Ich schaffe übrigens 80,- auf die Sparkasse dieses Mal und für die Kinder jeweils 2,-. Da haben wir schon wieder ein bißchen aufgeholt.
Ich habe mir gestern noch verschiedene Sachen für den Haushalt angeschafft. Auch ein Sieb habe ich dieses Mal bekommen.
Nachher schreibe ich noch die Geburtstagskarte für meine Mutter. Apfelsinen habe ich noch nicht bekommen können. Ich will es heute noch einmal versuchen. Gestern kam auch eine Osterkarte von Paul und Alice und von Elsa Legler. Ich muß mich wieder hinsetzen, um alles zu beantworten.
Wie wir schon ausgemacht haben, brauchst Du die Briefe nicht beantworten. Ich denke nur, daß es vielleicht eine kleine Entspannung für Dich ist, wenn wir Dir ein paar Mal schreiben.
Sei nun recht oft und herzlich gegrüßt und geküßt von Deiner Annie.


Mein lieber Ernst!                                                                                   Konstanz, 17.4.41

Zwei Tage  bist Du nun schon bei den Prüfungsarbeiten. Hoffentlich fällt es Dir nicht gar so schwer. Meine Gedanken sind immer bei Dir und ich wünschte mit Dir, daß schon alles vorbei wäre. 
Ich bin gestern auf der Krankenkasse gewesen. Du kannst Deinen Zahn erst hier machen lassen. Herr Uhink verrechnet es dann mit, als wenn Du noch versichert wärst. Den Beitrag habe ich noch nicht gezahlt, weil ich damit warten soll, bis das genaue Datum bekannt ist, an dem Du wieder zum Militär mußt. Ich habe wieder einen Zettel zu Fräulein Bucher bringen lassen. Dabei habe ich sie gleich gefragt, ob der Zuschuß bis Ente April gezahlt ist. Es ist also der Fall und die zuviel gezahlten ca. 32,- werden beim nächsten Gehalt mit abgezogen. Die voriges Mal abgezogenen 14,4o sind dieses Mal schon mit gezahlt worden und zwar dadurch, daß sie statt 15,60 Einkommenssteuer mit Kriegszuschlag, 1,20 berechnet haben.

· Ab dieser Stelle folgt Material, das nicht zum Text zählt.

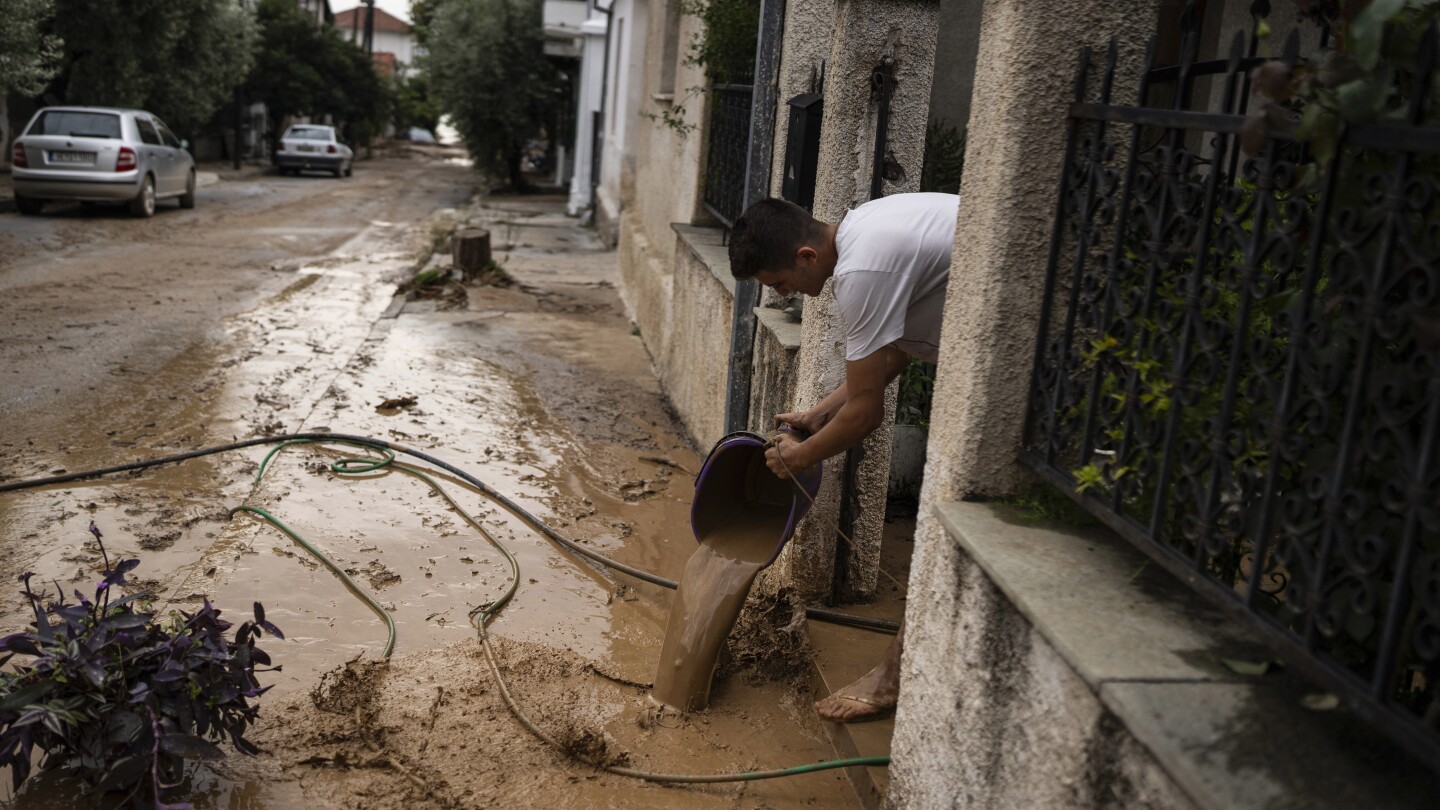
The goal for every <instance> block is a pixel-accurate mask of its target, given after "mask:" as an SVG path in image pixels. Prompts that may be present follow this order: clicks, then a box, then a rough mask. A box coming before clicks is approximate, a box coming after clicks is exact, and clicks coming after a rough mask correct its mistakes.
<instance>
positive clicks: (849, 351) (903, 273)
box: [832, 193, 960, 363]
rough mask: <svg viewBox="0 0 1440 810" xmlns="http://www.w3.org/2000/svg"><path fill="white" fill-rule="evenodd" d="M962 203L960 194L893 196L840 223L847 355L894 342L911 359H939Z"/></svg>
mask: <svg viewBox="0 0 1440 810" xmlns="http://www.w3.org/2000/svg"><path fill="white" fill-rule="evenodd" d="M959 206H960V197H959V196H956V195H933V193H917V195H894V196H890V197H880V199H878V200H871V202H867V203H864V205H861V206H860V208H855V209H854V210H851V212H848V213H847V215H845V219H842V221H841V222H840V231H837V232H835V251H837V252H838V254H840V259H838V261H837V262H835V277H834V282H832V290H834V291H835V301H837V303H838V304H840V317H841V320H844V323H845V359H847V360H863V359H865V357H868V356H870V355H873V353H876V352H877V350H880V349H883V347H884V346H890V344H891V343H894V344H896V349H900V350H901V352H904V353H906V355H910V356H912V357H919V359H922V360H930V362H932V363H933V362H935V360H936V359H937V356H939V352H940V317H942V316H943V314H945V287H946V282H948V281H949V280H950V251H952V249H953V248H955V221H956V216H958V212H959Z"/></svg>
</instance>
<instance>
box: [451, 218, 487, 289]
mask: <svg viewBox="0 0 1440 810" xmlns="http://www.w3.org/2000/svg"><path fill="white" fill-rule="evenodd" d="M451 244H452V255H454V258H455V267H458V268H459V272H461V278H464V280H467V281H468V280H471V278H475V277H477V275H480V274H481V272H484V271H485V268H487V267H490V231H485V229H484V228H465V229H461V231H456V232H455V235H454V236H452V238H451Z"/></svg>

Am Samstag kommt die Führer-Sondermarke heraus. Kaufst Du sie Dir selbst oder soll ich sie 4 x besorgen? 2x für Dich und für Kurt, gestempelt und ungestempelt.
Ich habe gestern ein Päckchen an meine Mutter weggeschickt. Obst konnte ich erst keines bekommen. Da habe ich ihr eine Schürze und 1 Paar Strümpfe gekauft. Ich hoffe, daß sie sich auch darüber freut. Heute hatte ich Apfelsinen und Äpfel bekommen, aber ich weiß nicht, ob ich noch welche wegschicken soll. Vielleicht schicke ich auch lieber wieder etwas zum Muttertag.
Gestern war Vater da wegen seinem Kopf. Der war noch nicht besser. Ich habe ihn nochmals ziemlich in die Kur genommen und hinterher haben wir wieder ein Zugpflaster draufgeklebt. Heute Abend kommt er wieder herauf, damit wir das Pflaster erneuern.
Vater ist ziemlich spät weggegangen und als ich gegen 12 Uhr im Bett lag, Dir gerade Gute Nacht gesagt hatte und schlafen wollte, heulten die Sirenen. Da mußte ich gleich wieder raus und in den Keller ging´s. Die hat nicht lange gedauert, nur eine halbe Stunde. Die war einem ganz ungewohnt. Wenn es halbwegs geht, möchte ich heute noch ein bißchen im Garten schaffen. Manche tun heute schon die Kartoffeln  rein. Dazu komme ich ja noch nicht, aber ich glaube, auf ein paar Tage kommt es auch nicht an.
Ich bringe nachher noch das Päckchen  weg, damit Du es wieder rechtzeitig erhältst. Vor allen Dingen, wo es voraussichtlich der letzte Kuchen nach Karlsruhe ist.
Ich wünsche Dir nochmals recht gutes Gelingen Deiner Arbeit. Sei recht herzlich gegrüßt und geküßt von Deiner immer an Dich denkenden Annie.